In general, we don't prevent things unless there is a good reason for that. Put another way, we try to allow anything that doesn't cause a security problem.
David Wooten, During an e-mail exchange about context management
TPMs, for all their tremendous capability, are very limited in their memory, largely to reduce cost. This means objects, sessions, and sequences must be swapped in and out of the TPM as needed, much like a virtual memory manager swaps memory pages to and from disk drives.

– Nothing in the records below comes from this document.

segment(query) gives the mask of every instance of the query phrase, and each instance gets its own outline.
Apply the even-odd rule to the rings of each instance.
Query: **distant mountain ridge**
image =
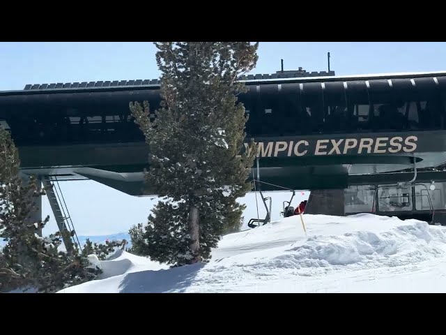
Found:
[[[116,234],[110,234],[108,235],[82,235],[78,236],[77,238],[79,239],[79,243],[81,244],[81,246],[84,246],[87,239],[90,239],[90,241],[93,243],[97,244],[104,244],[107,239],[110,241],[113,241],[114,239],[121,241],[125,239],[128,242],[127,248],[130,248],[132,246],[130,235],[128,232],[118,232]],[[0,247],[4,246],[6,242],[3,241],[3,239],[0,239]]]

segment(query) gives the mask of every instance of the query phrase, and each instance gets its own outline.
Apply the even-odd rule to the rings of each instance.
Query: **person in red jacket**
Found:
[[[303,214],[304,211],[305,210],[306,205],[307,205],[307,200],[304,200],[301,202],[300,204],[299,204],[299,206],[298,206],[296,209],[294,210],[294,215],[299,215],[299,211],[300,211],[300,214]]]

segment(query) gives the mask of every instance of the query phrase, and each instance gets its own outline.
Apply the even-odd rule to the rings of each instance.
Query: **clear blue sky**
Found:
[[[281,59],[285,70],[326,70],[328,52],[337,75],[446,70],[445,43],[263,42],[253,73],[275,73]],[[0,90],[22,89],[26,84],[153,79],[159,76],[155,52],[151,43],[0,43]],[[153,203],[90,181],[61,187],[79,234],[125,232],[146,221]],[[274,218],[289,195],[272,196]],[[245,202],[245,218],[256,216],[254,195]],[[52,214],[45,199],[46,214]],[[56,229],[52,220],[45,230]]]

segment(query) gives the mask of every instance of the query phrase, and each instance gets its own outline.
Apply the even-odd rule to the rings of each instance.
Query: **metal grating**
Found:
[[[268,74],[256,74],[256,75],[243,75],[238,78],[239,80],[261,80],[266,79],[276,79],[276,78],[298,78],[302,77],[321,77],[321,76],[330,76],[334,75],[334,71],[321,71],[321,72],[312,72],[307,71],[278,71],[276,73]],[[59,82],[57,84],[26,84],[24,90],[36,90],[36,89],[77,89],[85,87],[125,87],[125,86],[146,86],[146,85],[159,85],[160,82],[160,79],[138,79],[132,80],[98,80],[97,82],[66,82],[65,84]]]

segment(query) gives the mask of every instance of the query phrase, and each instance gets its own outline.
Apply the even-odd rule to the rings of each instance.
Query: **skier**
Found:
[[[303,214],[304,211],[305,210],[305,206],[307,206],[307,200],[301,202],[299,204],[299,206],[295,208],[295,210],[294,211],[294,215],[299,215],[299,211],[300,211],[300,214]]]

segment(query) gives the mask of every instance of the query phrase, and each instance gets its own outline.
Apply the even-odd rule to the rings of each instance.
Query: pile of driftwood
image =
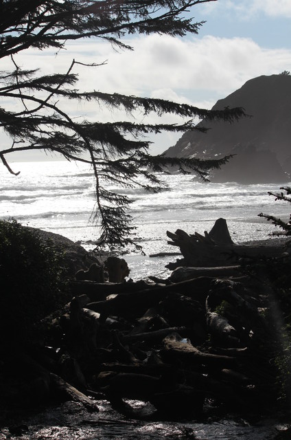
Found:
[[[137,399],[149,402],[151,417],[172,419],[200,417],[209,406],[240,412],[271,407],[278,372],[270,285],[227,266],[224,252],[236,248],[230,236],[220,234],[220,243],[213,233],[171,238],[185,259],[199,250],[195,258],[203,265],[211,249],[217,272],[186,267],[182,281],[174,280],[177,269],[167,280],[135,283],[116,258],[106,263],[106,282],[98,265],[79,272],[70,303],[41,323],[38,343],[21,355],[25,386],[2,397],[21,404],[74,399],[91,410],[106,399],[137,417],[128,400]],[[17,362],[7,364],[6,383]]]

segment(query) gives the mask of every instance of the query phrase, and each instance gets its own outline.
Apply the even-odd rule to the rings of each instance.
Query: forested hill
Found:
[[[213,109],[242,107],[251,118],[229,124],[202,120],[205,134],[187,131],[165,151],[170,157],[215,158],[236,154],[214,182],[286,182],[291,174],[291,76],[259,76],[219,100]]]

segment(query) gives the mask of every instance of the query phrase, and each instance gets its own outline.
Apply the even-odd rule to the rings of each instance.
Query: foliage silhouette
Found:
[[[1,2],[0,58],[11,58],[12,70],[0,72],[0,97],[10,106],[0,108],[0,126],[12,139],[0,150],[3,165],[12,174],[6,157],[17,151],[56,152],[68,160],[90,164],[95,182],[93,220],[101,228],[100,243],[125,245],[132,243],[130,201],[108,189],[108,182],[158,191],[163,182],[154,171],[175,166],[182,173],[195,172],[207,179],[231,156],[219,160],[177,159],[149,153],[148,133],[185,132],[196,127],[194,118],[232,122],[244,115],[241,108],[209,111],[173,102],[102,91],[80,91],[73,59],[65,73],[42,75],[38,69],[23,69],[17,54],[27,49],[56,48],[58,56],[70,41],[93,38],[115,47],[132,50],[123,41],[133,34],[166,34],[181,37],[197,34],[203,22],[185,18],[191,7],[214,0],[3,0]],[[98,65],[91,64],[91,67]],[[88,65],[88,68],[89,68]],[[187,118],[182,124],[132,123],[129,121],[89,122],[73,118],[64,109],[66,100],[93,101],[128,113],[138,110],[148,116],[174,113]],[[142,177],[142,179],[139,179]]]

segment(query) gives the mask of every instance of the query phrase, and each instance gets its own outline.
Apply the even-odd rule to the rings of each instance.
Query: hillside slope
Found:
[[[213,109],[242,107],[250,118],[209,122],[205,133],[187,131],[165,152],[170,157],[213,158],[235,154],[211,176],[214,182],[284,182],[291,174],[291,76],[262,76],[219,100]]]

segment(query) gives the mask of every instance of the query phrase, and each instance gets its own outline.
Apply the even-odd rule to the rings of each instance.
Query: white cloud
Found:
[[[262,11],[270,16],[291,18],[290,0],[253,0],[253,11]]]
[[[269,16],[291,18],[290,0],[218,0],[202,6],[207,14],[235,13],[237,18],[251,18],[254,13],[264,12]]]
[[[40,67],[44,74],[66,72],[73,58],[97,63],[108,60],[106,65],[97,67],[76,65],[78,87],[185,102],[203,108],[211,108],[218,99],[252,78],[291,70],[291,50],[263,49],[251,38],[207,36],[181,39],[153,35],[132,38],[130,44],[134,52],[119,53],[108,45],[87,40],[68,44],[67,50],[57,56],[27,50],[15,58],[23,68]],[[2,60],[1,68],[8,67]],[[93,102],[78,103],[75,108],[72,102],[63,105],[73,116],[81,113],[89,119],[104,122],[128,118],[122,111],[113,113]],[[148,120],[159,122],[154,115]],[[167,122],[179,121],[170,116]]]

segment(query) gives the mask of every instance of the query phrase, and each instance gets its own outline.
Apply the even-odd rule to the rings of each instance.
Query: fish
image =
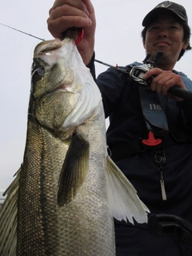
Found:
[[[69,37],[34,48],[23,160],[5,194],[2,256],[114,256],[114,218],[147,222],[108,155],[102,95]]]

In both cases, the calling application thinks it has access to many more objects and sessions (in the TPM case) or much more memory (in the virtual memory case) than can actually be present at any given time.
For a system where only a single application sends commands to the TPM, these swapping operations can be performed by the application itself.  However, when multiple applications and/or processes are accessing the TPM, two components of the TSS stack are required: the TPM Access Broker (TAB) and the resource manager (RM).

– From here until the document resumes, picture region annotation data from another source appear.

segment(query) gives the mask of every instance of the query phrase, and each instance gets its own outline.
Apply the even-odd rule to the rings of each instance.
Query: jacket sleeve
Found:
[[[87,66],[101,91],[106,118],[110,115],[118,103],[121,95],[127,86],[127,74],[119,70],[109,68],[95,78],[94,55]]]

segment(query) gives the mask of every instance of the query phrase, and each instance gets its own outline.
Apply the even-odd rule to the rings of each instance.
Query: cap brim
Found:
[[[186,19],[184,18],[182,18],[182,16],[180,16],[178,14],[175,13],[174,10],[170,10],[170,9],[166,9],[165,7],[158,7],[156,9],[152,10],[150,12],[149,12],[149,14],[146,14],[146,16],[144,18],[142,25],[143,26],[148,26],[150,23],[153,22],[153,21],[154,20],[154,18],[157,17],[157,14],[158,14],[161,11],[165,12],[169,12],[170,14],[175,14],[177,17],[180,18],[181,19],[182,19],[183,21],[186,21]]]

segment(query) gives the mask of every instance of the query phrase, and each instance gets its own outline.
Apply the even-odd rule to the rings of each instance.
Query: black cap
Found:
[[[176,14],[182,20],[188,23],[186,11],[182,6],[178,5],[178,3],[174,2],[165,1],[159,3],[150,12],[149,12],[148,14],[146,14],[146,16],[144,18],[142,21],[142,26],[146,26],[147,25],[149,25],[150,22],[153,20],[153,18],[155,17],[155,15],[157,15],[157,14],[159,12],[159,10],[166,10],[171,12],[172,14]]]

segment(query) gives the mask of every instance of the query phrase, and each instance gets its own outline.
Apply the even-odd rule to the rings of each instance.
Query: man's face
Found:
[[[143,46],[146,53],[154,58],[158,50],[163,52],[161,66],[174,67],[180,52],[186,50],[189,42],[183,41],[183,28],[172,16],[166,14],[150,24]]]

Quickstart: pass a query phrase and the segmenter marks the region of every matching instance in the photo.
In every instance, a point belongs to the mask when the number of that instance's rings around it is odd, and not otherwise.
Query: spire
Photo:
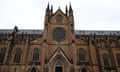
[[[50,11],[50,8],[49,8],[49,2],[48,2],[48,5],[47,5],[47,8],[46,8],[46,11]]]
[[[69,16],[73,16],[73,9],[70,3],[70,7],[69,7]]]
[[[65,8],[65,12],[66,12],[66,16],[68,16],[68,9],[67,9],[67,5],[66,5],[66,8]]]
[[[51,15],[53,14],[53,5],[51,5]]]
[[[69,8],[69,11],[73,11],[73,10],[72,10],[72,6],[71,6],[71,3],[70,3],[70,8]]]
[[[15,26],[13,32],[18,32],[18,27]]]

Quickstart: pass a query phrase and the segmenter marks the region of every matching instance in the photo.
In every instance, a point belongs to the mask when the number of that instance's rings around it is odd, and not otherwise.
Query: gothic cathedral
[[[48,5],[44,30],[0,29],[0,72],[120,72],[120,31],[75,30],[71,5]]]

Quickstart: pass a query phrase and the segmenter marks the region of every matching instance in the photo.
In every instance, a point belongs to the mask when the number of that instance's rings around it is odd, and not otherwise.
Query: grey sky
[[[120,0],[0,0],[0,29],[43,29],[48,2],[54,12],[71,2],[77,30],[120,30]]]

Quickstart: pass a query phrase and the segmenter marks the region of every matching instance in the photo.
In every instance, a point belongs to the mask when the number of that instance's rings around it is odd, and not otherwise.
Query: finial
[[[17,32],[18,31],[18,27],[15,25],[14,27],[14,31]]]
[[[70,7],[69,7],[69,11],[72,11],[72,6],[71,6],[71,2],[70,2]]]
[[[66,5],[66,8],[65,8],[65,12],[66,12],[66,16],[67,16],[68,15],[67,5]]]
[[[53,5],[51,5],[51,15],[53,14]]]
[[[49,9],[49,2],[48,2],[48,5],[47,5],[47,11],[49,11],[50,9]]]

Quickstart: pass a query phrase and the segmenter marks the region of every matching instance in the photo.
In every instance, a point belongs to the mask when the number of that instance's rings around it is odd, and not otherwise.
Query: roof
[[[0,29],[0,34],[12,33],[12,29]],[[18,30],[18,34],[43,34],[43,30]],[[120,31],[75,30],[76,35],[120,35]]]

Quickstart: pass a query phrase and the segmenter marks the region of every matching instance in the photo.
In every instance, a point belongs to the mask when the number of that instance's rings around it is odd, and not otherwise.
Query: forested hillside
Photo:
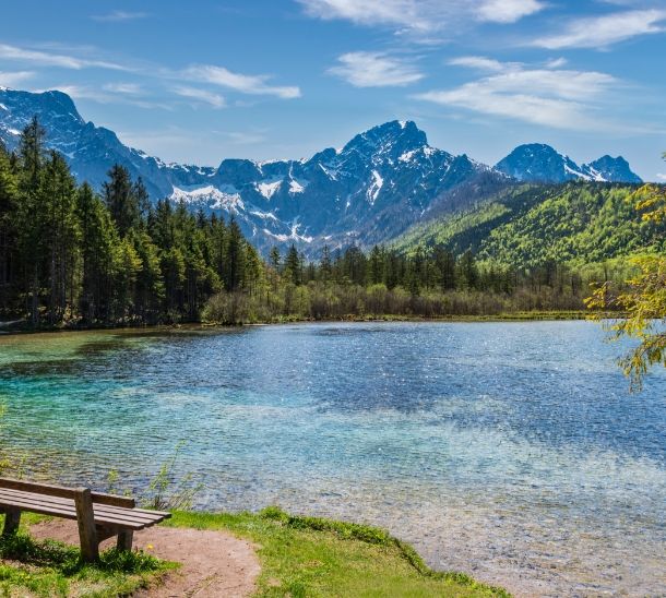
[[[0,320],[32,326],[199,319],[215,292],[249,291],[263,262],[235,222],[153,206],[114,166],[102,196],[78,186],[38,122],[0,145]]]
[[[666,251],[666,225],[645,222],[629,198],[635,186],[570,182],[506,189],[474,210],[417,225],[395,243],[414,253],[441,246],[518,268],[582,266]]]
[[[622,184],[509,186],[396,247],[292,244],[267,261],[231,218],[152,204],[115,165],[100,194],[47,152],[36,120],[0,146],[0,321],[27,327],[496,315],[580,310],[588,283],[625,279],[614,258],[665,250]],[[464,205],[464,204],[461,204]]]

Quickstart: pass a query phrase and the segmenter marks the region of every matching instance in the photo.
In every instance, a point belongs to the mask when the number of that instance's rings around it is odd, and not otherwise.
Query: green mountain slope
[[[645,223],[630,201],[635,186],[573,182],[520,186],[474,210],[411,228],[395,241],[407,253],[443,246],[519,267],[584,264],[666,251],[666,225]]]

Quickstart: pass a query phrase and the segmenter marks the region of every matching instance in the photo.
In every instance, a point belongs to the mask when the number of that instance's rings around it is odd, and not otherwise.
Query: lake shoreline
[[[67,332],[111,332],[111,331],[178,331],[178,330],[234,330],[247,326],[280,326],[285,324],[334,324],[334,323],[455,323],[455,322],[554,322],[554,321],[584,321],[591,312],[585,311],[525,311],[514,313],[498,313],[487,315],[447,315],[438,318],[424,318],[417,315],[368,315],[348,316],[338,319],[289,319],[274,321],[245,322],[238,324],[224,324],[217,322],[182,322],[176,324],[136,324],[127,323],[118,325],[99,326],[40,326],[33,327],[24,325],[23,321],[0,322],[0,338],[2,336],[13,336],[19,334],[41,334],[41,333],[67,333]]]

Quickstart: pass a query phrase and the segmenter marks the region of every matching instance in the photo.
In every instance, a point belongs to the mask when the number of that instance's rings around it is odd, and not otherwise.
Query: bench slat
[[[76,518],[76,510],[74,505],[71,506],[66,504],[53,504],[44,501],[36,501],[31,499],[19,499],[15,497],[8,498],[0,495],[0,507],[16,507],[22,511],[31,511],[33,513],[38,513],[39,515],[55,515],[58,517],[63,517],[68,519]],[[130,529],[143,529],[148,527],[150,523],[138,523],[135,521],[128,521],[121,517],[114,516],[107,513],[95,513],[95,523],[105,526],[111,527],[127,527]]]
[[[35,492],[47,497],[60,497],[62,499],[72,499],[76,494],[74,488],[66,488],[63,486],[53,486],[52,483],[37,483],[32,481],[13,480],[10,478],[0,478],[0,488],[10,490],[21,490],[23,492]],[[91,492],[94,503],[107,504],[111,506],[124,506],[132,509],[136,502],[132,498],[118,497],[116,494],[106,494],[104,492]]]
[[[34,492],[23,492],[20,490],[5,490],[0,488],[0,497],[7,499],[17,498],[21,500],[37,501],[39,503],[48,503],[55,506],[73,506],[73,501],[70,499],[61,499],[59,497],[44,497]],[[146,525],[154,525],[162,522],[163,519],[170,517],[170,513],[162,514],[154,511],[144,511],[140,509],[124,509],[121,506],[109,506],[103,504],[93,504],[95,514],[109,515],[118,518],[127,518],[136,523],[144,523]]]

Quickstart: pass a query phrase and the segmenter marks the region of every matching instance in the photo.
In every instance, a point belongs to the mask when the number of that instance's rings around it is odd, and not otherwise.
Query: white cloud
[[[223,96],[213,92],[206,92],[205,89],[198,89],[195,87],[177,85],[176,87],[174,87],[174,93],[181,97],[187,97],[195,99],[198,101],[210,104],[211,106],[213,106],[213,108],[224,108],[226,106],[226,101]]]
[[[340,64],[329,69],[355,87],[390,87],[415,83],[424,74],[408,62],[381,52],[348,52],[337,58]]]
[[[224,67],[212,64],[194,65],[187,69],[183,76],[191,81],[211,83],[251,95],[271,95],[283,99],[300,97],[300,89],[296,86],[269,85],[269,75],[246,75],[234,73]]]
[[[566,29],[552,36],[535,39],[531,45],[549,50],[561,48],[606,48],[639,35],[662,33],[666,21],[664,10],[615,12],[572,21]]]
[[[225,131],[222,133],[230,143],[238,145],[257,145],[265,143],[266,136],[263,133],[253,133],[245,131]]]
[[[492,61],[490,64],[496,68]],[[463,65],[476,67],[473,61]],[[416,97],[558,129],[595,130],[603,125],[591,116],[591,110],[594,100],[618,83],[615,77],[595,71],[504,65],[501,72],[477,81]]]
[[[121,64],[116,64],[114,62],[107,62],[104,60],[91,60],[68,55],[29,50],[27,48],[19,48],[17,46],[10,46],[8,44],[0,44],[0,58],[43,67],[60,67],[62,69],[81,70],[96,67],[99,69],[110,69],[114,71],[130,70]]]
[[[548,62],[546,62],[546,68],[547,69],[561,69],[569,61],[566,58],[554,58],[552,60],[549,60]]]
[[[389,26],[404,33],[438,32],[460,21],[514,23],[545,8],[539,0],[298,0],[310,16]]]
[[[145,19],[147,13],[145,12],[111,11],[107,14],[95,14],[91,16],[91,19],[93,19],[93,21],[117,23],[121,21],[135,21],[136,19]]]
[[[33,71],[0,71],[0,85],[13,87],[35,76]]]
[[[128,94],[127,92],[114,89],[114,85],[104,85],[102,87],[88,85],[55,85],[53,89],[58,89],[74,99],[87,99],[97,104],[127,104],[138,106],[139,108],[162,110],[171,110],[173,106],[164,101],[152,101],[148,99],[134,97],[136,94]],[[33,89],[35,93],[46,89]]]
[[[544,9],[537,0],[486,0],[479,7],[478,15],[481,21],[495,23],[515,23]]]
[[[469,69],[478,69],[479,71],[506,71],[507,64],[495,60],[492,58],[486,58],[484,56],[461,56],[460,58],[453,58],[449,60],[449,64],[453,67],[467,67]]]
[[[138,83],[106,83],[102,87],[105,92],[112,94],[124,94],[124,95],[141,95],[143,94],[143,87]]]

This chapter describes the high-level architecture of the TAB and RM. Then it describes the features and commands of the TPM that support swapping objects, sessions, and sequences in and out of TPM memory, the details of how different swappable entities are handled by the related commands, and some special cases.
TAB and the Resource Manager: A High-Level Description
The TAB and RM were first described in Chapter 7 as layers in the TSS. This section provides some insights into the internals of the TAB and RM.

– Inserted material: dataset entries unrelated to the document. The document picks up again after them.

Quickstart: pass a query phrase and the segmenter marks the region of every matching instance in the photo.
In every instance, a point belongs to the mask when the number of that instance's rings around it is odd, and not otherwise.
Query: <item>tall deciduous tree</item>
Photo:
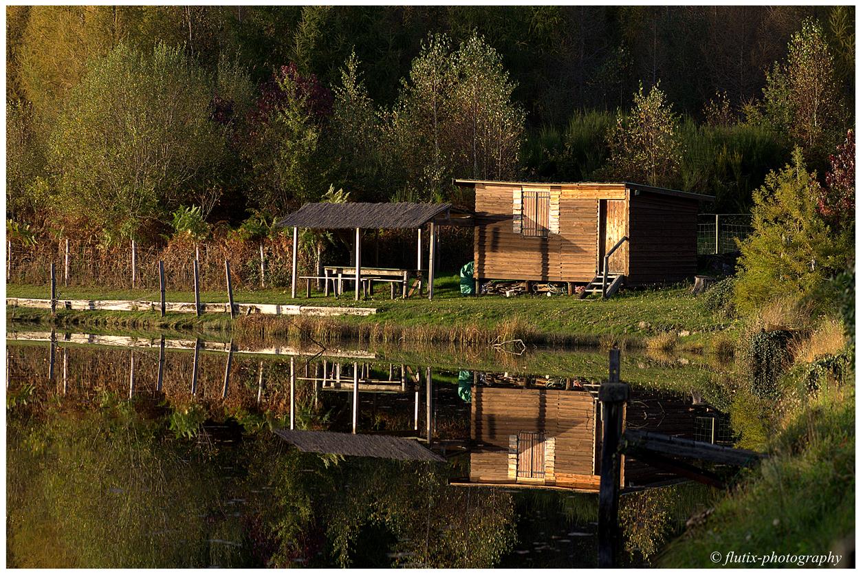
[[[245,149],[249,195],[259,207],[283,213],[297,201],[313,201],[323,194],[319,143],[331,113],[330,90],[294,65],[282,66],[263,86]]]
[[[682,155],[679,117],[660,86],[634,95],[634,108],[619,113],[607,133],[610,178],[668,186],[678,176]]]
[[[812,20],[792,36],[786,62],[776,64],[763,90],[766,120],[820,159],[839,141],[846,109],[833,58],[821,27]]]
[[[66,213],[135,233],[161,210],[189,203],[224,150],[210,121],[212,79],[183,52],[121,44],[92,61],[51,139]]]

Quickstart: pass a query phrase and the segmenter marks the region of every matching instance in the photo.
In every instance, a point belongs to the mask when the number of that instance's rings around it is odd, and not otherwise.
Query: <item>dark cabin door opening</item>
[[[517,434],[517,478],[544,479],[544,434]]]
[[[597,272],[604,273],[604,257],[616,244],[625,237],[628,213],[624,200],[601,200],[598,206],[598,262]],[[628,243],[619,246],[608,262],[610,274],[626,274],[628,262]]]

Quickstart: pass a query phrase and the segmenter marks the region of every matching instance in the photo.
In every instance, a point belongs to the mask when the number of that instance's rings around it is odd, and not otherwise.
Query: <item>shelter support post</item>
[[[299,228],[293,228],[293,260],[290,269],[290,297],[296,299],[296,263],[299,262]]]
[[[430,222],[430,239],[428,255],[428,300],[433,300],[433,273],[437,257],[437,225]]]
[[[359,290],[362,288],[362,228],[356,228],[356,300],[359,300]]]

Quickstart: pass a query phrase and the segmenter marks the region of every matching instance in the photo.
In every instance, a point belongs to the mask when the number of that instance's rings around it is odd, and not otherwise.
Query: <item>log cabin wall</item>
[[[595,399],[588,392],[474,386],[471,411],[470,481],[514,483],[509,437],[523,432],[555,438],[556,485],[593,474]]]
[[[474,188],[475,276],[493,280],[589,281],[598,261],[598,202],[627,199],[622,183],[479,182]],[[520,233],[523,190],[549,192],[547,237]]]
[[[631,193],[628,286],[672,283],[697,273],[697,200]]]

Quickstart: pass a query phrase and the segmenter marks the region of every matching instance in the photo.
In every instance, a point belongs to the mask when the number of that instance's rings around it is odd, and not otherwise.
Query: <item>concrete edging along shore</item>
[[[50,300],[32,298],[6,298],[6,306],[51,309]],[[233,304],[237,313],[251,315],[307,315],[333,317],[340,315],[369,316],[376,313],[375,307],[336,307],[334,306],[297,306],[294,304]],[[161,304],[148,300],[58,300],[59,310],[89,310],[115,312],[158,312]],[[194,303],[166,302],[166,312],[195,313]],[[202,313],[229,313],[230,305],[226,303],[201,304]]]

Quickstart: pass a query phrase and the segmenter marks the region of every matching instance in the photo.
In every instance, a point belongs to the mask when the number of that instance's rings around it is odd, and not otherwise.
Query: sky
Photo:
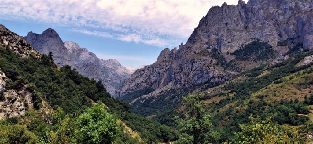
[[[246,2],[247,0],[245,1]],[[1,0],[0,23],[26,36],[48,28],[104,60],[149,65],[184,44],[211,7],[238,0]]]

The TAB and RM transparently isolate TPM applications and processes from the messiness of arbitrating multiprocess access to the TPM and swapping objects, sessions, and sequences in and out of TPM memory as needed. The TAB and RM are closely related and typically integrated into the same software module. Depending on system design, they may reside in the top layer of a TPM device-driver stack, or they may be integrated as a daemon process sandwiched between the TSS system API layer above and the TPM device driver below.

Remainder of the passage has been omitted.